Oh, I just thought that was the point of contention here.

Is this similar to the implementation you're thinking about for linked lists? (This is the C board, not the C++ one, so please don't use C++ here.)

Code:

typedef struct list_st list_t;
struct list_st {
list_t *next;
double key;
};
/* How many parallel lists to maintain.
*/
#define RANKS 30
/* Merge two lists, return root of new list.
*/
static list_t *merge(list_t *left, list_t *right)
{
list_t *root = (list_t *)0, *curr;
if (!left)
return right;
if (!right)
return left;
if (left->key <= right->key) {
curr = root = left;
left = left->next;
} else {
curr = root = right;
right = right->next;
}
while (left && right)
if (left->key <= right->key) {
curr->next = left;
curr = left;
left = left->next;
} else {
curr->next = right;
curr = right;
right = right->next;
}
if (left)
curr->next = left;
else
if (right)
curr->next = right;
else
curr->next = (list_t *)0;
return root;
}
/* Nonrecursive fixed-memory merge sort.
* Returns the root of the sorted list.
*/
list_t *sort(list_t *list)
{
list_t *rank[RANKS] = { (list_t *)0 }; /* All zeros per C rules. */
list_t *curr;
int i;
if (!list)
return (list_t *)0;
while (list) {
curr = list;
list = list->next;
curr->next = (list_t *)0;
if (rank[0]) {
curr = merge(curr, rank[0]);
for (i = 1; i < (int)RANKS - 1 && rank[i]; i++) {
curr = merge(curr, rank[i]);
rank[i-1] = (list_t *)0;
}
rank[i-1] = (list_t *)0;
rank[i] = curr;
} else
rank[0] = curr;
}
/* Find longest existing list. */
i = RANKS - 1;
while (i > 0 && !rank[i])
i--;
/* Merge down. */
for (; i > 0; i--)
rank[i-1] = merge(rank[i-1], rank[i]);
/* Done. */
return rank[0];
}

Having a smaller *RANKS* will not limit the input list length, only a slow down when the input list length exceeds 2^{RANKS} elements.

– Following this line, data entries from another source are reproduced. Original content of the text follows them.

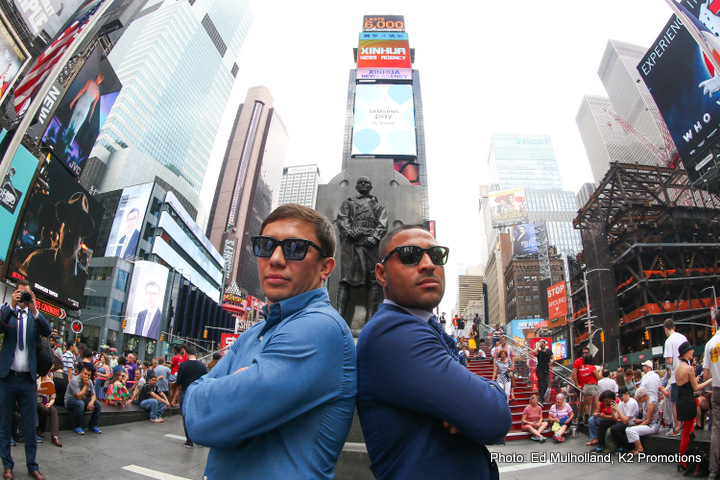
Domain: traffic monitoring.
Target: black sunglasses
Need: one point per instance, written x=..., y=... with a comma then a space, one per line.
x=412, y=254
x=293, y=248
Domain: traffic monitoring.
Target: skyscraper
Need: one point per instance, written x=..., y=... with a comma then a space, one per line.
x=299, y=185
x=604, y=138
x=177, y=65
x=248, y=187
x=632, y=100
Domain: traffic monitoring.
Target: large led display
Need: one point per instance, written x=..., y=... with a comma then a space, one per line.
x=384, y=55
x=384, y=120
x=685, y=87
x=146, y=299
x=13, y=59
x=524, y=239
x=82, y=112
x=125, y=232
x=58, y=233
x=507, y=207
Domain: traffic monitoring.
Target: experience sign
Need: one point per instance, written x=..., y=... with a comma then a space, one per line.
x=557, y=300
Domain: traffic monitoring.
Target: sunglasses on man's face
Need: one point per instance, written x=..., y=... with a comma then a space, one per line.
x=412, y=254
x=292, y=248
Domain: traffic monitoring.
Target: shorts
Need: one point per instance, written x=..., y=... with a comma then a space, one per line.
x=590, y=390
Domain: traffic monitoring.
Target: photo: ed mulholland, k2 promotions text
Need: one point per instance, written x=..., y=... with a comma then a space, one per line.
x=590, y=457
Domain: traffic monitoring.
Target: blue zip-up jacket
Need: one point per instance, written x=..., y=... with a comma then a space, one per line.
x=289, y=413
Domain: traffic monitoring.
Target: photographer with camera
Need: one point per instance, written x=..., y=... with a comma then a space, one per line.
x=18, y=371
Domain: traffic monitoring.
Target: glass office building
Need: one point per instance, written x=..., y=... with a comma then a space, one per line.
x=176, y=62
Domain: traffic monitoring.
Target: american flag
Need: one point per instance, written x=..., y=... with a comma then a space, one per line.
x=45, y=62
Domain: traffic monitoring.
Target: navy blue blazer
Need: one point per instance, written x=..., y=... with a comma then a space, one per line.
x=8, y=324
x=407, y=386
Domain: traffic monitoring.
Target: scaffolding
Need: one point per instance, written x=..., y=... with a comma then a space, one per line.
x=660, y=239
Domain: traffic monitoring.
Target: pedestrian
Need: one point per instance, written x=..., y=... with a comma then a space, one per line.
x=18, y=371
x=412, y=390
x=280, y=403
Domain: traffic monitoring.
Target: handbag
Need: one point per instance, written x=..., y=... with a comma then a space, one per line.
x=44, y=353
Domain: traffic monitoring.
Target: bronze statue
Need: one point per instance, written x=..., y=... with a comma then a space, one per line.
x=362, y=222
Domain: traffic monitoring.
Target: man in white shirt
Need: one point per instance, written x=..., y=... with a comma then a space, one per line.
x=625, y=411
x=651, y=380
x=711, y=369
x=607, y=383
x=671, y=355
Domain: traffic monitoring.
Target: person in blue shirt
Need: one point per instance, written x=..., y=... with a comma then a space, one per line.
x=281, y=401
x=415, y=400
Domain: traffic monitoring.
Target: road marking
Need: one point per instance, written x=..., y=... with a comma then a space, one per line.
x=152, y=473
x=513, y=468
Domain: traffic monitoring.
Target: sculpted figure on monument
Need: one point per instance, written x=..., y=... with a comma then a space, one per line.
x=362, y=222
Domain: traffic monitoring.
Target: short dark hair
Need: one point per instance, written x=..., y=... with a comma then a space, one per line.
x=324, y=229
x=383, y=248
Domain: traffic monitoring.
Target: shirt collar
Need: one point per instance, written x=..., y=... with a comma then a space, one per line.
x=276, y=312
x=423, y=315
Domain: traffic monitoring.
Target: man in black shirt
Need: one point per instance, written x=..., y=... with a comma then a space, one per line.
x=189, y=371
x=544, y=359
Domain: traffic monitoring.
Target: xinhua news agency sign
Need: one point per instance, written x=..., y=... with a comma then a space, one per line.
x=557, y=300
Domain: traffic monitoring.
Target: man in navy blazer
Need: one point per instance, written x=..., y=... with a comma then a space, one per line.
x=18, y=371
x=423, y=414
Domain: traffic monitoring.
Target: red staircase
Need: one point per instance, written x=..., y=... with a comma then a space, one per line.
x=522, y=391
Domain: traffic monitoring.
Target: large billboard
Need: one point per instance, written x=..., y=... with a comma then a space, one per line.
x=384, y=55
x=15, y=187
x=58, y=233
x=507, y=207
x=125, y=232
x=46, y=15
x=145, y=300
x=524, y=239
x=685, y=88
x=13, y=58
x=73, y=129
x=384, y=120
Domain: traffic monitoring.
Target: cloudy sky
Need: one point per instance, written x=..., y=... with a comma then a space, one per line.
x=485, y=67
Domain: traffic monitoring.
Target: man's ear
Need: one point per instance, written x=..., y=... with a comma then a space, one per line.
x=380, y=274
x=328, y=265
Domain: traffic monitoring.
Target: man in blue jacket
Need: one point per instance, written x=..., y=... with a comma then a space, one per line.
x=281, y=401
x=21, y=323
x=423, y=415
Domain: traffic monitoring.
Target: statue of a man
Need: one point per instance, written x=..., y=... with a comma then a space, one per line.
x=362, y=222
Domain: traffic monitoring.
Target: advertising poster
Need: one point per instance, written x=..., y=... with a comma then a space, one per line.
x=125, y=232
x=507, y=207
x=557, y=300
x=15, y=187
x=524, y=239
x=146, y=299
x=58, y=233
x=384, y=55
x=384, y=120
x=81, y=113
x=523, y=329
x=560, y=349
x=686, y=88
x=13, y=59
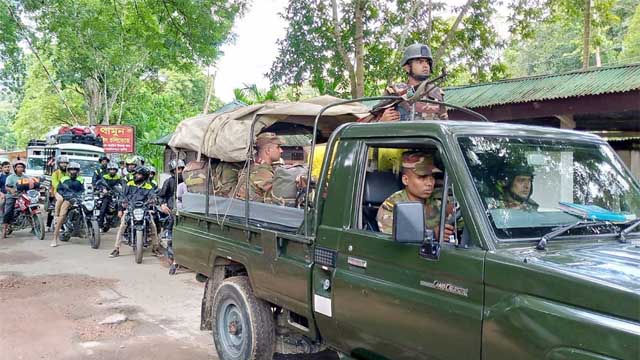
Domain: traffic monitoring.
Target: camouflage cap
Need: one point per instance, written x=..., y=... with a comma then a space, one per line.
x=268, y=138
x=420, y=163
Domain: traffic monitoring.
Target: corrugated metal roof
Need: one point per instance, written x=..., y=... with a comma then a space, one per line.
x=594, y=81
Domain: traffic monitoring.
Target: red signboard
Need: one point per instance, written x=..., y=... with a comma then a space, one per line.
x=117, y=138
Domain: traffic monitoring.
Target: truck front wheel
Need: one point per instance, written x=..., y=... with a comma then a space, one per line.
x=243, y=326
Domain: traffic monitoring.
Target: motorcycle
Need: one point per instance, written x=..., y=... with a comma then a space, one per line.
x=136, y=233
x=80, y=221
x=28, y=214
x=111, y=219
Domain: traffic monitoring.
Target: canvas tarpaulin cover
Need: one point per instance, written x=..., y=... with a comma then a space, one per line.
x=226, y=136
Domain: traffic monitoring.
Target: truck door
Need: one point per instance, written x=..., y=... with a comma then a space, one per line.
x=386, y=301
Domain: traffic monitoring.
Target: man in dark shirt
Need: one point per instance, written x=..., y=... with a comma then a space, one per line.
x=71, y=186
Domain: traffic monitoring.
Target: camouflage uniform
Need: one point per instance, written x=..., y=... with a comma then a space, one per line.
x=421, y=165
x=385, y=213
x=260, y=183
x=508, y=202
x=424, y=111
x=260, y=174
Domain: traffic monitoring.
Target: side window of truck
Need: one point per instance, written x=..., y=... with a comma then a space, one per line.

Since each node must have a pointer at least, it makes no sense to use *RANKS* greater than 30 for 32-bit architectures, or 61 for 64-bit architectures.

Technically, the *rank* array contains sublists of doubling lengths. The length of the original list is not needed nor useful. Recursion is replaced by the usage of the *rank* array.

The list is chopped up into one-element-long sublists, and merged into exponentially longer lists as needed.

I can see the performance benefit compared to a typical top-down approach: this avoids the traversal of the original list to find the node at which to split, because *every* node is split from the original list. The work done to merge the sublists is the same in both cases.

One can also split the original list on input into fixed-length sorted sublists, and stick those into *rank*[0] instead. That seems to help with shorter lists.

Longer lists seem to be memory access limited (poor cache locality); sorting a temporary array (containing the key and the pointer to the actual node) and rechaining the nodes using the temporary array should yield much better cache locality, and therefore faster run times -- but I have not verified this.